The art is a natural fit for the inn, as it was originally the home and studio of the cowboy artist, Lon Megargee, as our guide Pam Swartz explained.
‘The hotels’ reception is in what was Lon’s original home,’ Pam tells us. ‘He came out from Philadelphia in 1896 at the age of 13 to work as a ranch hand. He built the house with no blueprint, he just drew lines in the sand. He settled here in the early 1930s, on what was a 6-acre property.
‘He loved art but did many things. He lost the property in 1940 to his 6th wife. He was a ladies man, liked parties and late-night drinking. He was married seven times and died in Sedona in a car accident at the age of 77.’

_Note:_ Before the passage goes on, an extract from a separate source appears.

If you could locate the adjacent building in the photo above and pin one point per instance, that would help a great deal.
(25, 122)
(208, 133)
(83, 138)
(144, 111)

Pam takes us along a corridor behind The Last Drop bar, which is named after one of Lon’s most famous paintings, and takes us down some stairs and reveals one of the tunnels that run underneath the building.
‘If they saw the sheriff’s posse coming during one of their drinking sessions,’ Pam says, ‘they would scatter to the tunnels. The turret where Lon had his studio had another purpose than just his painting. Back in the day you could see for miles from up there. He was out in the desert back then.’
The first part of the art walk introduces us to the fascinating world of Lon Megargee, who I’m sure would appreciate any or all of Travis Nass’s award-winning cocktails.
‘The hotel has one of the largest collections of his work anywhere in the world,’ Pam says, and shows us their collection in the library, along corridors and in many of the inn’s private meeting rooms. He painted postcards and magazine covers, and Pam shows us his Last Drop painting, which was commissioned by Stetson and is still used today inside every genuine Stetson hat.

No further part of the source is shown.